Planche I. On divise chaque bout sur leur largeur,
selon celle qu'on veut donner aux lames. Les lames
pour gros ouvrages ont environ cinq lignes de largeur;
pour ouvrages délicats deux lignes ou deux
lignes & demie. On les dégrossit, & l'on en forme
le taillant sur la meule; on y tire un biseau du côté
gauche, sur toute la longueur, à un demi - pouce
près vers le bas, qu'on laisse sans biseau, voyez la
fig. 2. le côté droit est aiguisé tout plat, sans biseau,
voyez fig. 3. le dos du chef de la pointe (fig. 4.) doit
avoir entre les deux lignes ponctuées un petit biseau
de chaque côté, comme en B. Cela fait, on les
trempe très - sec, en les faisant rougir sur un feu de
charbon vif, & en les plongeant subitement dans
l'eau froide. On leur donne le recuit à la lumiere d'une
chandelle, jusqu'au jaune foncé. Si elles devenoient
violettes, elles seroient trop molles, sur - tout
pour des gravures délicates & sur le buis. On les
emmanche un peu longues, comme d'un pouce ou
deux, sur le manche fendu qu'on serre par une corde
tortillée, comme on voit figure 5. On acheve de former
le taillant & le dos du chef de la pointe sur la
pierre à huile. Il faut que la premiere partie A du
chef soit aiguisée vive par le dos, ou sur l'épaisseur
de la lame & sans biseau, & que la seconde qui est
déjà oblique, en ait au contraire deux, comme on
voit en B, fig. 2. 3. & 4. On enlevera le morfil qui
se fait de chaque côté, à la premiere partie du chef
A, en passant l'angle des deux vives arêtes sur la
pierre à l'huile. Ce morfil gratteroit le bois, lorsqu'on y feroit entrer la pointe pour graver. On adoucit
ensuite le taillant sur la pierre douce, soit avec
de l'eau, soit avec de la salive. On en ôte aussi le
morfil. On place alors la lame dans la fente du manche;
on met tout le long du manche, du côté du
taillant, un papier plié en deux ou trois, ou une petite
carte, pour empêcher que le taillant ne coupe
la corde qu'on tortillera sur la manche pour en tenir
les deux parties assemblées. On ficelle le manche
en commençant par la partie supérieure où sont
les hoches destinées à recevoir & à retenir la ficelle,
& l'on descend du haut en bas. Par ce moyen on
attache la lame sur toute sa longueur; on la tire du
manche, & on la laisse sortir de la quantité convenable,
à - mesure qu'elle se casse, racourcit ou gâte,
& qu'on la raccommode.
On trouve des fermoirs & des gouges de toutes
longueurs chez le clinquaillier. On les emmanchera
de la longueur qu'on voit fig. 6 & 7. Les manches
seront à virole & à bouton par le bas; le bouton à
demi abattu, comme aux burins. Ils en seront plus
commodes à tenir, & ne gêneront pas la main en
vuidant les champs. Il faudra observer de mettre ce
biseau du taillant du côté applati & coupé du manche;
que le côté sans biseau soit placé comme dans
la fig. 7. Pour être bien outillé, il faut avoir des fermoirs
depuis environ trois lignes de large, au taillant,
en diminuant jusqu'au diametre de la tête d'une
moyenne aiguille à coudre. On se sert quelquefois
de ces aiguilles pour en faire de petits sermoirs
qu'on emmanche dans de la cire d'Espagne chaude,
que l'on fait entrer dans des viroles longues, creuses,
ajustées, & tenues d'une couple de lignes, ou
davantage, à des manches de bois plus courts, afin
que le tout assemblé soit de la même longueur que
les autres manches.
Les gouges seront emmanchées comme les fermoirs.
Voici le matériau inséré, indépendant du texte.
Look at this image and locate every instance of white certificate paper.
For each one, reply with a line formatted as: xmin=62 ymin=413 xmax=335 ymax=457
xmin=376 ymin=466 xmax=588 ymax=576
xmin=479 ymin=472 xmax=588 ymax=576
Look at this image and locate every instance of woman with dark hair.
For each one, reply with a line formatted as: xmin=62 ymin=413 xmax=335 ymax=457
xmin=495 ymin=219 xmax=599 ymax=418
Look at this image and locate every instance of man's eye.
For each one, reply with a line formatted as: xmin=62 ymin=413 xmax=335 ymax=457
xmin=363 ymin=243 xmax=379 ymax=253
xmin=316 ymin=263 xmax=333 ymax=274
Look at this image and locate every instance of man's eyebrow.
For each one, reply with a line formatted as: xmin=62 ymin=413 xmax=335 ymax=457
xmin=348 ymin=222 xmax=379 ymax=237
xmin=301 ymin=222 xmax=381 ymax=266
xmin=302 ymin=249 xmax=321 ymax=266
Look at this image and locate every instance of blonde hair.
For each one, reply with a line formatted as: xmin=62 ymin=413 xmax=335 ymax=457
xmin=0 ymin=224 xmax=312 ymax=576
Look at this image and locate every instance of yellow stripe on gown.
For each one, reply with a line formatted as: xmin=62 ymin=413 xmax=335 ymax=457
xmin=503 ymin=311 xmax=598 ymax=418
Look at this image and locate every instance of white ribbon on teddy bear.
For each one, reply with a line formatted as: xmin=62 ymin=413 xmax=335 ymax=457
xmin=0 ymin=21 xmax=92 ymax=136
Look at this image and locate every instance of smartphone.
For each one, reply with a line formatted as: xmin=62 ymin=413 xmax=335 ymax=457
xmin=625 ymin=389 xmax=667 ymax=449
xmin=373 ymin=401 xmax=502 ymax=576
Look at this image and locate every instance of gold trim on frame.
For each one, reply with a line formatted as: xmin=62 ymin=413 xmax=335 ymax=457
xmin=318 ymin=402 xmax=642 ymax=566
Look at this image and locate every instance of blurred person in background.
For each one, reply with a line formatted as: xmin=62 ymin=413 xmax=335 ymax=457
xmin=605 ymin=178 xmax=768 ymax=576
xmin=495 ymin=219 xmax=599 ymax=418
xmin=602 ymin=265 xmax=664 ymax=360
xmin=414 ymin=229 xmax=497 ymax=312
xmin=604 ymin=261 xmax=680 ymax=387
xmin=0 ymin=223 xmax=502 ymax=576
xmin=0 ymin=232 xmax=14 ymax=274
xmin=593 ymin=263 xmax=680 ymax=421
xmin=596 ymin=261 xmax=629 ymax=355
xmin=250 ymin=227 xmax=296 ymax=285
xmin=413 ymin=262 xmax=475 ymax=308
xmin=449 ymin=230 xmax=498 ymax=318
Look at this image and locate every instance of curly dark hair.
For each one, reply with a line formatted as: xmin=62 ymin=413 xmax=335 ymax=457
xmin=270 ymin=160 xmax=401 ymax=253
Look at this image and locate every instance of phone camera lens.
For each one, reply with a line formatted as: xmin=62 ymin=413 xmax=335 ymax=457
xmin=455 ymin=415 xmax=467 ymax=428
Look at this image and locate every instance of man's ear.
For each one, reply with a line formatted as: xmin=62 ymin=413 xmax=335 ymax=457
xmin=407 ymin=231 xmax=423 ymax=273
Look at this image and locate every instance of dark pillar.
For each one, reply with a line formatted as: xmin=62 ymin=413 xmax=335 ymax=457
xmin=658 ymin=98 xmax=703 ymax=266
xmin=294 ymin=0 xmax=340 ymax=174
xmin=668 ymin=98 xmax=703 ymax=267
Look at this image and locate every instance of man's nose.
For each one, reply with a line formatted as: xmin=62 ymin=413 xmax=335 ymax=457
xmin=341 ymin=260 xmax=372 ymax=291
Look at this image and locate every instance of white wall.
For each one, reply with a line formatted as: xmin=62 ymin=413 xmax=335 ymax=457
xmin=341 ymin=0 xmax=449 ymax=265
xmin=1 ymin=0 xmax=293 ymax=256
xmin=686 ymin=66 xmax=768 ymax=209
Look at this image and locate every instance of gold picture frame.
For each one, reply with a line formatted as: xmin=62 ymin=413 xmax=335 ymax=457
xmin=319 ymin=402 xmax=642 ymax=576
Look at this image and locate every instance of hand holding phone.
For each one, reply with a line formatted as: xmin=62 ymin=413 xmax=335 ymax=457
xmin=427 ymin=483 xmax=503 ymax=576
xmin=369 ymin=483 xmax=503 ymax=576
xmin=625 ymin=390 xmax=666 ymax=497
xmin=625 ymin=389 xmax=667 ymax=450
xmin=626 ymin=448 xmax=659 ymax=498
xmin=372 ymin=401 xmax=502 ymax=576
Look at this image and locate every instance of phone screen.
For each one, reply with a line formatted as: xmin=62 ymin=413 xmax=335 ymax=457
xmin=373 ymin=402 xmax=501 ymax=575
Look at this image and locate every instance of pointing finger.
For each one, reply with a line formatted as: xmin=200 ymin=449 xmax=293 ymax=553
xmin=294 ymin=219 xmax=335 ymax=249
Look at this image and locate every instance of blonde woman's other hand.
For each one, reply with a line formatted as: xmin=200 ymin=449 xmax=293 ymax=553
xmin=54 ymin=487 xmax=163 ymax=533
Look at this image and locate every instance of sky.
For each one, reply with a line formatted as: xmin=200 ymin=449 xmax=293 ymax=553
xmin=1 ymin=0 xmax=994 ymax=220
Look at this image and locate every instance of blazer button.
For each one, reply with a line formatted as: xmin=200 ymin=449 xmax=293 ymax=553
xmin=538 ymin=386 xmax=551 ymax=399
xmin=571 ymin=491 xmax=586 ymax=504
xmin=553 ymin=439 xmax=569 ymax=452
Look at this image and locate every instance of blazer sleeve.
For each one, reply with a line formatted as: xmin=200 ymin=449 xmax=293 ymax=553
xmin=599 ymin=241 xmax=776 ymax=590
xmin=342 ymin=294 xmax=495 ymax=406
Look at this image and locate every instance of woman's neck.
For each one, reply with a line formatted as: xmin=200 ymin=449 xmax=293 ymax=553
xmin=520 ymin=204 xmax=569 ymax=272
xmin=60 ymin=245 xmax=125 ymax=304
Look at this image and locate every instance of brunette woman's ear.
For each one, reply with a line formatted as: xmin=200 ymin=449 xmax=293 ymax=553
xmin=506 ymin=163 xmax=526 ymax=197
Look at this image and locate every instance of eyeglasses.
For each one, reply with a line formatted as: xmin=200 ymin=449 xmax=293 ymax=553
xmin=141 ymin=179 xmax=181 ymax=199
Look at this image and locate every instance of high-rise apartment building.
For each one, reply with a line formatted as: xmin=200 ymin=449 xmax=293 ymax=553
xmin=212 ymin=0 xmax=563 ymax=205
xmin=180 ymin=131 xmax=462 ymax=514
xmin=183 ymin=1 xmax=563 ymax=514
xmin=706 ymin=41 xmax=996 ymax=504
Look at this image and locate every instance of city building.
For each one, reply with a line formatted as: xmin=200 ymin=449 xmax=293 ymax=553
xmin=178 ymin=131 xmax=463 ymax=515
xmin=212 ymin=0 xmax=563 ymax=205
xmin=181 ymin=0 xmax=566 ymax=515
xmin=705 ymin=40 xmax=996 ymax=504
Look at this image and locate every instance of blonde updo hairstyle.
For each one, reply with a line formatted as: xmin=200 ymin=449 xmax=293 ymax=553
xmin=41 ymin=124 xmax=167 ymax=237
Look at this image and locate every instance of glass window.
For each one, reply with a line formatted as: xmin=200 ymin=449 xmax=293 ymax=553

Il ne les faut pas au graveur aussi arrondies
qu'au sculpteur; que le demi - cercle qui en formera
le taillant soit plus développé. Dans les parties an<cb->
gulaires à vuider, on peut se servir d'un fermoir assez
rond ou à taillant oblique: mais il en faudroit
avoir qui eussent le taillant & son biseau formés, les
uns d'un côté, les autres à contredit; observant de
les emmancher toûjours, le côté du biseau vers celui
du manche où le bouton aura été abattu (voyez
les figures 8 & 9.), & que les manches soient longs,
à pans arrondis ou ronds, afin de pouvoir être tenus
à pleines mains.
Le maillet sera leger, & guere plus gros que le
poing.
Le trusquin qu'on voit fig. 10. ne sert au graveur
qu'à tracer des filets autour des vignettes, ou à guider,
lorsqu'il s'agit de faire des tailles horisontales
ou perpendiculaires; il est petit. La pointe n'en doit
pas être vive; elle pourroit gâter le bois par des traces
qu'elle laisseroit en des endroits où l'on seroit
obligé de graver des tailles. Que cette pointe soit
adoucie & un peu arrondie.
L'entaille (fig. 11.) sera nécessaire à ceux qui gravent
des pieces délicates, comme lettres grises, petites
vignettes, fleurons, &c. Elle prendra & serrera
fortement par le moyen de ses coins ces ouvrages
que l'artiste ne peut tenir entre ses doigts.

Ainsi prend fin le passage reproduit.